Let’s get our shit together and build some BossAss creative businesses. I totally organised this workshop for me btw, so I’m hoping others out there want to join in too.




By guest, Jun 16 2018 11:13AM

- BossAss -


A word defining how totally awesome something is in a sense of being purely, utterly and ridiculously brilliant


When I set up Devon Pop Ups I can't tell you how many times I heard:

'Nobody will climb up that dirty great hill and come to your event'.


The venue was at the top of the steep High Street in my home town, Bideford. I ignored the naysayers, ignored my own doubts and self sabotaging thoughts, trusted myself and did it anyway.


Guess what?


People flippin' well did climb that big 'ol hill, not once, but three times.


Has it been easy building an events company? Not. Even. Slightly. There have been obstacles and challenges along the way.

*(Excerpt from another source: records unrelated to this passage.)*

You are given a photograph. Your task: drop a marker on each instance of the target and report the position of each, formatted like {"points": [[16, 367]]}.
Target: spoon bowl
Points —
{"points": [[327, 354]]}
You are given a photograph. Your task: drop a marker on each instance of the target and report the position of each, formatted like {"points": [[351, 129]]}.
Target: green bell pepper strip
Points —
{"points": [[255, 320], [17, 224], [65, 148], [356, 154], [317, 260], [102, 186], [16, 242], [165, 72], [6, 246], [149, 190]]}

Many tears have been shed and many socks have been worked well and truly off. I've learnt so much along the way - growing this and my other creative business Benton's Menagerie (a maker of mixed media sculptures).


But I have so much yet to learn. I mean what the flip is Instagram Stories? I know I'm supposed to use it but I don't get it. I don't get Etsy. I am just working out how to use Eventbrite and link it to my social media platforms. I know I need to blog, but I don't know where to start. And as for self sabotaging beliefs - I have them in spades and work every day to overcome them.


I figured that I might not be the only creative entrepreneur needing help in certain areas so I'm hosting networking events and business workshops under my Devon Pop Ups umbrella. I'm gathering together people that I have learnt loads from, people I'd love to learn from and people I think are bloody brilliant at what they do, to help us all build some seriously BossAss creative businesses.